DeSantis, College Board spar over AP black history course

, Spencer Irvine, Leave a comment

Florida Governor Ron DeSantis has squared off against The College Board, which is an organization that designs Advanced Placement (AP) courses in high schools across the country, over an AP course on black American history. DeSantis, and the Florida Department of Education, claimed that The College Board bowed to their demands to remove offensive, age-inappropriate content from its curriculum after the state rejected the initial version.

Florida’s Department of Education said that it rejected the AP African-American History course because it “lacks educational value,” in part due to the inclusion of a “queer theory” part in the curriculum (which “queer” refers to LGBTQIA+ ideology).

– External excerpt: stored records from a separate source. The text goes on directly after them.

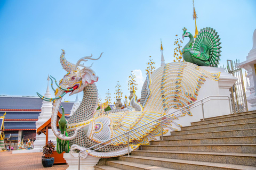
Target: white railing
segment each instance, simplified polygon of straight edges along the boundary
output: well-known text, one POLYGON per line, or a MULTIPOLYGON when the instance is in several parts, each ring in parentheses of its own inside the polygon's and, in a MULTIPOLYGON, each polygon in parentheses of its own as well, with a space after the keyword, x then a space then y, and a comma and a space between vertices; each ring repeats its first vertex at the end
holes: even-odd
POLYGON ((93 151, 96 151, 96 150, 98 150, 98 149, 100 149, 100 148, 103 148, 103 147, 106 147, 106 146, 108 146, 108 145, 109 145, 109 144, 112 144, 113 143, 116 142, 117 142, 117 141, 119 141, 119 140, 121 140, 121 139, 124 139, 124 138, 126 138, 126 137, 127 138, 127 148, 128 148, 128 156, 130 156, 130 148, 129 148, 129 147, 130 147, 130 146, 129 146, 129 139, 129 139, 129 137, 130 137, 130 136, 131 135, 132 135, 132 134, 133 134, 137 133, 138 133, 138 132, 140 132, 140 131, 142 131, 142 130, 145 130, 145 129, 147 129, 147 128, 149 128, 149 127, 150 127, 150 126, 154 126, 154 125, 155 125, 155 124, 159 124, 159 123, 161 123, 161 140, 163 140, 163 124, 162 124, 162 122, 163 122, 163 121, 166 121, 166 120, 168 120, 168 119, 169 119, 169 118, 172 118, 172 117, 174 117, 174 116, 177 116, 177 115, 179 115, 182 114, 182 113, 183 113, 183 112, 186 112, 186 111, 188 111, 188 110, 191 109, 191 108, 193 108, 196 107, 197 107, 197 106, 199 106, 199 105, 201 105, 201 106, 202 106, 202 113, 203 113, 203 119, 204 121, 204 103, 206 103, 206 102, 207 102, 207 101, 210 101, 210 100, 228 100, 228 101, 228 101, 228 104, 229 104, 229 105, 230 113, 230 114, 232 114, 232 110, 231 110, 231 109, 230 98, 229 96, 208 96, 208 97, 205 97, 205 98, 204 98, 203 99, 201 99, 201 100, 198 100, 198 101, 196 101, 196 102, 195 102, 195 103, 193 103, 193 104, 190 104, 190 105, 187 105, 187 106, 185 106, 185 107, 182 107, 182 108, 180 108, 180 109, 178 109, 178 110, 175 110, 175 111, 174 111, 174 112, 172 112, 172 113, 170 113, 167 114, 167 115, 164 115, 164 116, 162 116, 162 117, 159 117, 159 118, 157 118, 157 119, 155 119, 155 120, 153 120, 153 121, 151 121, 151 122, 148 122, 148 123, 146 123, 146 124, 144 124, 144 125, 141 125, 141 126, 139 126, 139 127, 134 128, 134 129, 132 129, 132 130, 130 130, 130 131, 127 131, 127 132, 125 132, 125 133, 122 133, 122 134, 118 135, 117 137, 115 137, 112 138, 111 138, 111 139, 109 139, 109 140, 106 140, 106 141, 103 141, 103 142, 101 142, 101 143, 98 143, 98 144, 95 144, 95 145, 94 145, 94 146, 92 146, 92 147, 90 147, 90 148, 87 148, 86 149, 84 149, 84 150, 81 150, 81 151, 80 151, 79 152, 79 153, 78 153, 78 170, 80 170, 80 159, 81 159, 81 156, 83 156, 85 155, 86 155, 86 154, 90 154, 90 153, 91 153, 91 152, 93 152, 93 151), (205 99, 207 99, 207 98, 210 98, 210 99, 209 99, 208 100, 206 100, 206 101, 203 101, 204 100, 205 100, 205 99), (227 98, 225 99, 225 98, 227 98), (198 104, 197 105, 195 105, 195 106, 192 106, 192 107, 190 107, 190 108, 187 108, 188 107, 189 107, 189 106, 192 106, 192 105, 195 105, 195 104, 197 104, 197 103, 199 103, 199 104, 198 104), (177 112, 178 112, 178 111, 182 110, 182 109, 184 109, 184 110, 183 110, 183 111, 181 111, 181 112, 178 113, 178 114, 176 114, 172 116, 170 116, 170 117, 168 117, 168 118, 166 118, 166 116, 169 116, 169 115, 171 115, 171 114, 174 114, 174 113, 177 112), (165 119, 164 119, 164 120, 162 120, 162 118, 164 118, 164 117, 165 117, 165 119), (149 126, 147 126, 147 127, 146 127, 146 128, 144 128, 143 129, 141 129, 141 130, 139 130, 139 131, 136 131, 136 132, 133 132, 133 133, 129 134, 129 132, 132 133, 132 131, 134 131, 134 130, 136 130, 136 129, 137 129, 140 128, 141 128, 141 127, 142 127, 142 126, 145 126, 145 125, 147 125, 147 124, 149 124, 149 123, 154 122, 156 122, 156 123, 154 123, 154 124, 153 124, 153 125, 150 125, 149 126), (94 150, 91 150, 91 151, 87 151, 88 150, 89 150, 89 149, 92 149, 92 148, 94 148, 94 147, 97 147, 97 146, 99 146, 99 145, 100 145, 100 144, 103 144, 103 143, 106 143, 106 142, 108 142, 108 141, 110 141, 110 140, 113 140, 113 139, 115 139, 115 138, 118 138, 118 137, 121 137, 121 136, 122 136, 122 135, 124 135, 124 137, 123 137, 123 138, 120 138, 120 139, 118 139, 118 140, 115 140, 115 141, 113 141, 113 142, 110 142, 110 143, 108 143, 108 144, 105 144, 105 145, 104 145, 104 146, 101 146, 101 147, 99 147, 99 148, 97 148, 97 149, 94 149, 94 150), (83 154, 83 155, 81 155, 81 153, 82 153, 82 152, 83 152, 86 151, 86 152, 85 154, 83 154))

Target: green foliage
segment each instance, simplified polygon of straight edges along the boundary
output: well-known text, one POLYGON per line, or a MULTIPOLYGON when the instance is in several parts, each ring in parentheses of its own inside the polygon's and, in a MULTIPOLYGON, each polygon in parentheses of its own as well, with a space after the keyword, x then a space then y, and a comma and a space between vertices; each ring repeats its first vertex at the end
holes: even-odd
POLYGON ((43 148, 43 155, 44 155, 46 156, 48 156, 48 158, 49 158, 51 154, 52 154, 52 152, 55 151, 55 149, 54 144, 54 142, 51 140, 48 141, 43 148))

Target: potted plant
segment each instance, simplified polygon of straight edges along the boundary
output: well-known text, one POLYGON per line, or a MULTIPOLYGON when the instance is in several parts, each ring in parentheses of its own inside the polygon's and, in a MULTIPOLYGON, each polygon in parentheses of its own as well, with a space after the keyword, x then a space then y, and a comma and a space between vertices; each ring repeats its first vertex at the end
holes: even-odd
POLYGON ((42 157, 42 164, 44 167, 52 167, 54 162, 54 157, 50 157, 51 154, 55 151, 55 143, 50 140, 43 148, 43 155, 42 157))

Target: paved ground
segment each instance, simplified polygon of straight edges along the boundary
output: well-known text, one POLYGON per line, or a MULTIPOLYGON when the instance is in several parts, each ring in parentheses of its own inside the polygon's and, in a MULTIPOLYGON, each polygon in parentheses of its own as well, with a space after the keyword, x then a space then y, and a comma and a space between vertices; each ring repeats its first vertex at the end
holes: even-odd
POLYGON ((12 154, 11 152, 0 152, 0 169, 64 170, 68 167, 67 165, 60 164, 44 168, 41 163, 42 156, 41 152, 12 154))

DeSantis said that the controversy was the fault of The College Board, “The College Board was the one that in a Black studies course, put queer theory in. Not us.” The governor added, “They were the ones that put in intersectionality, other types of neo-Marxism into the proposed syllabus, and this was the proposed course. So our Department of Education looked at that and said, ‘In Florida, we do education, not indoctrination,’ and so that runs afoul of our standards.”

But The College Board disputed those claims and said, in a statement, “While it has been claimed that the College Board was in frequent dialogue with Florida about the content of AP African American Studies, this is a false and politically motivated charge.” The organization said, “Our exchanges with them are actually transactional email about the filing of paperwork to request a pilot course code and our response to their request that the College Board explain why we believe the course is not in violation of Florida laws.”

When the mainstream media’s coverage amplified the Left’s argument against DeSantis’s move to change parts of the course curriculum, DeSantis then floated the idea of abolishing AP courses in Florida altogether.

DeSantis said, at a press conference, “This College Board, like, nobody elected them to anything. They’re just kind of there, and they’re providing service. So you can either utilize those services or not. And they’ve provided these AP courses for a long time, but, you know, there are probably some other vendors who may be able to do that job as good or maybe even a lot better.”

For context, a classical education is a traditional liberal arts education which has become increasingly popular among parents who have enrolled their children in private charter schools, homeschooling pods, or other non-public education options. A classical education, contrary to modern public education, emphasizes critical thinking, learning the natural sciences, classical literature, and history of civilization. Conservative higher education institutions, such as Hillsdale College, champion classical education as one way for concerned parents to combat Leftist indoctrination in public schools.

The College Board may be fighting DeSantis because the AP courses could be a money-maker for the organization. The organization allegedly charges money for its AP courses and year-end exams to school districts, where some school districts cover the cost of the exams while others subsidize the exams’ cost.